Mediation works best when parties are assured that their discussions will remain confidential. In Union Carbide, the Court confirmed that settlement privilege—a class privilege—protects all communications exchanged by mediating parties for the purpose of settling a dispute. But other cases confirm that settlement privilege does not necessarily protect everything that might be said or done at mediation. For example, parties have tried to compel mediators to testify to prove the existence or terms of an alleged settlement.
This raises a concern: if all it takes to pierce mediation’s confidentiality bubble is a manufactured issue about the terms of settlement, parties will feel much less secure in engaging in free and frank discussions. Canadian courts have addressed this concern by recognizing a case-by-case privilege, distinct from settlement privilege, attaching to communications made in the context of mediation. This privilege applies where the four criteria of the Wigmore test are satisfied:
The communications must originate in a confidence that they will not be disclosed; The element of confidentiality must be essential to the full and satisfactory maintenance of the relation between the parties; The relation must be one which, in the opinion of the community, ought to be sedulously fostered; and The injury that would inure to the relation by the disclosure of the communications must be greater than the benefit thereby gained for the correct disposal of litigation.
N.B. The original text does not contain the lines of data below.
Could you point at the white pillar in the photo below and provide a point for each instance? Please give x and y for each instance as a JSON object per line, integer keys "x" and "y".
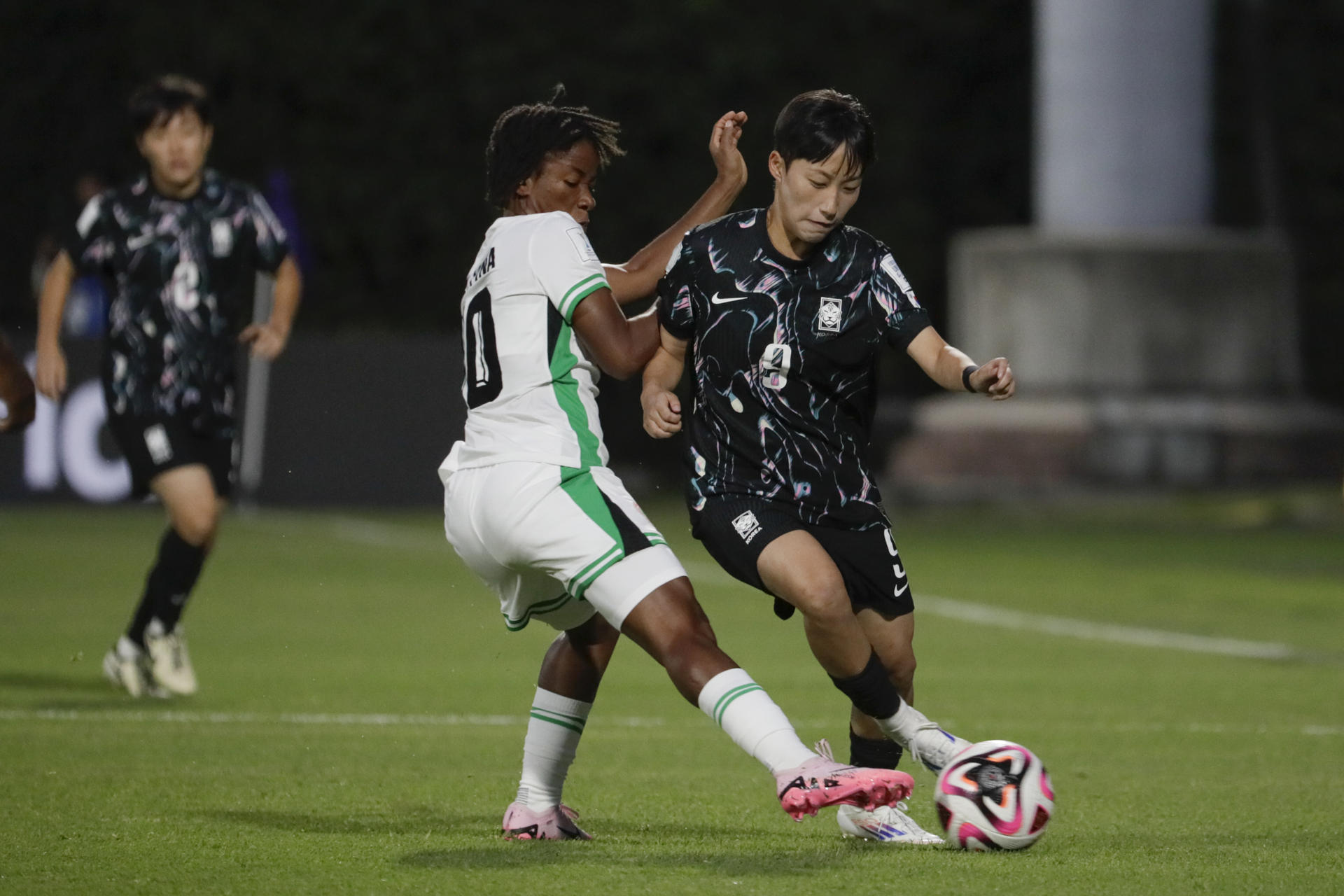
{"x": 1123, "y": 115}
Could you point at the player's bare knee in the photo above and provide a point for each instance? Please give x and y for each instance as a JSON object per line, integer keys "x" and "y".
{"x": 197, "y": 526}
{"x": 822, "y": 599}
{"x": 902, "y": 673}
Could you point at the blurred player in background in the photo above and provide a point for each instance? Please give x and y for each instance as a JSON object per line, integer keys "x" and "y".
{"x": 181, "y": 246}
{"x": 528, "y": 500}
{"x": 18, "y": 402}
{"x": 788, "y": 309}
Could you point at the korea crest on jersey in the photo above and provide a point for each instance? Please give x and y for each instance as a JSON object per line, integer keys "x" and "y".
{"x": 830, "y": 315}
{"x": 220, "y": 237}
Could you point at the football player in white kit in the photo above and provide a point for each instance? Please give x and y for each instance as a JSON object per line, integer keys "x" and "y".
{"x": 530, "y": 504}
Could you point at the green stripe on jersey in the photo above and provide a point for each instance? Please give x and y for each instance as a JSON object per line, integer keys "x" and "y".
{"x": 720, "y": 708}
{"x": 564, "y": 360}
{"x": 578, "y": 293}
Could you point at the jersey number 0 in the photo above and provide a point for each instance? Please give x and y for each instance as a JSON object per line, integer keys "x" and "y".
{"x": 483, "y": 360}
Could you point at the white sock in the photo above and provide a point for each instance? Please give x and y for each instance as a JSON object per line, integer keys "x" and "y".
{"x": 904, "y": 726}
{"x": 553, "y": 738}
{"x": 745, "y": 711}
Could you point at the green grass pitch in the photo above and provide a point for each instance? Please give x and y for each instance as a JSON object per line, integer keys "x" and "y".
{"x": 362, "y": 713}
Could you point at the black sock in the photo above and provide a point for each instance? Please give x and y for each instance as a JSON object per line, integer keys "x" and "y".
{"x": 872, "y": 691}
{"x": 874, "y": 754}
{"x": 168, "y": 586}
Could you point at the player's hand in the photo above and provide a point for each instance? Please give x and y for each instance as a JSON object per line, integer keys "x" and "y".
{"x": 662, "y": 413}
{"x": 267, "y": 340}
{"x": 995, "y": 379}
{"x": 723, "y": 147}
{"x": 50, "y": 372}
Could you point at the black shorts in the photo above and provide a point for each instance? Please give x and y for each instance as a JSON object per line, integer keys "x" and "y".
{"x": 737, "y": 530}
{"x": 162, "y": 444}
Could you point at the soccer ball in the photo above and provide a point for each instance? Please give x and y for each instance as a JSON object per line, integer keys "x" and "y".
{"x": 995, "y": 796}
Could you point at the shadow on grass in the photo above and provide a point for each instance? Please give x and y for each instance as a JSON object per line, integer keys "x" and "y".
{"x": 83, "y": 682}
{"x": 400, "y": 821}
{"x": 741, "y": 856}
{"x": 670, "y": 844}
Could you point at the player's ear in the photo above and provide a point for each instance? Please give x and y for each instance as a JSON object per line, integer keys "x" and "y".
{"x": 524, "y": 187}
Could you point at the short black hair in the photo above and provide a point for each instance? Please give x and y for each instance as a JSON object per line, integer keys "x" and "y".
{"x": 526, "y": 134}
{"x": 815, "y": 124}
{"x": 167, "y": 96}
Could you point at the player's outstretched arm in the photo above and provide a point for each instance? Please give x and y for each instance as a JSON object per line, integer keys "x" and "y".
{"x": 946, "y": 365}
{"x": 620, "y": 346}
{"x": 662, "y": 406}
{"x": 51, "y": 308}
{"x": 268, "y": 340}
{"x": 17, "y": 391}
{"x": 638, "y": 279}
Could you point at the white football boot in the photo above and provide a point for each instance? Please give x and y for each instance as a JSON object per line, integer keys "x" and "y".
{"x": 888, "y": 825}
{"x": 169, "y": 663}
{"x": 128, "y": 666}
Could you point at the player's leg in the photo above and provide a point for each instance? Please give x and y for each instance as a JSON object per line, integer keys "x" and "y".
{"x": 166, "y": 460}
{"x": 194, "y": 510}
{"x": 879, "y": 593}
{"x": 892, "y": 641}
{"x": 671, "y": 628}
{"x": 495, "y": 519}
{"x": 566, "y": 688}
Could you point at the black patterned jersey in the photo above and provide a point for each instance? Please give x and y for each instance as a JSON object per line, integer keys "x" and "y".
{"x": 784, "y": 359}
{"x": 182, "y": 280}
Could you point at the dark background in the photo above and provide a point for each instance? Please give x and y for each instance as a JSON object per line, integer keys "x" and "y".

In theory, this “mediation privilege” exists in parallel with other privileges and can be used to fill in any gaps left by settlement privilege. But the case law on mediation privilege is nascent, and the boundaries of this case-by-case privilege have not yet been clearly defined.
In the leading case of Rudd v Trossacs Investments Inc, parties to litigation in Ontario reached a settlement after mediation. Subsequently, there was disagreement about whether one party had agreed to settle, and so other parties sought to compel the mediator to testify about events that took place during the mediation.
Writing for a three-judge panel, Justice Swinton of the Ontario Divisional Court concluded that the mediator could not be compelled to testify. She expressly recognized mediation privilege as distinct from settlement privilege. Applying the Wigmore test, she found that the first two Wigmore criteria were satisfied because the parties had signed a confidentiality agreement and, more generally, confidentiality is vital to mediation. She also found that there is a significant public interest in protecting confidentiality, and she could not identify any countervailing public interest that outweighed the importance of that protection. The Wigmore test was thus satisfied in the circumstances of that case.
Rudd confirms that mediation privilege exists, but it leaves important questions unanswered. Are there circumstances in which confidentiality in mediation need not be “sedulously fostered”? What types of extraordinary considerations could outweigh the public interest in protecting confidentiality? Rudd does not address these issues head on.
Union Carbide strongly endorses the need to keep mediation confidential. In fact, Justice Wagner found that the first three Wigmore criteria are “redundant” if the parties opted for a confidential dispute resolution process and signed a confidentiality agreement. If courts read Rudd and Union Carbide together for the proposition that mediation privilege presumptively applies where parties elect mediation and sign a confidentiality agreement absent an exceptional countervailing public policy interest, mediation privilege could be on the road to becoming as sanctified as settlement privilege. But, for now, disputants must await further clarification from the courts about mediation privilege’s boundaries—or at least about its application in different circumstances as this newly minted privilege continues to evolve.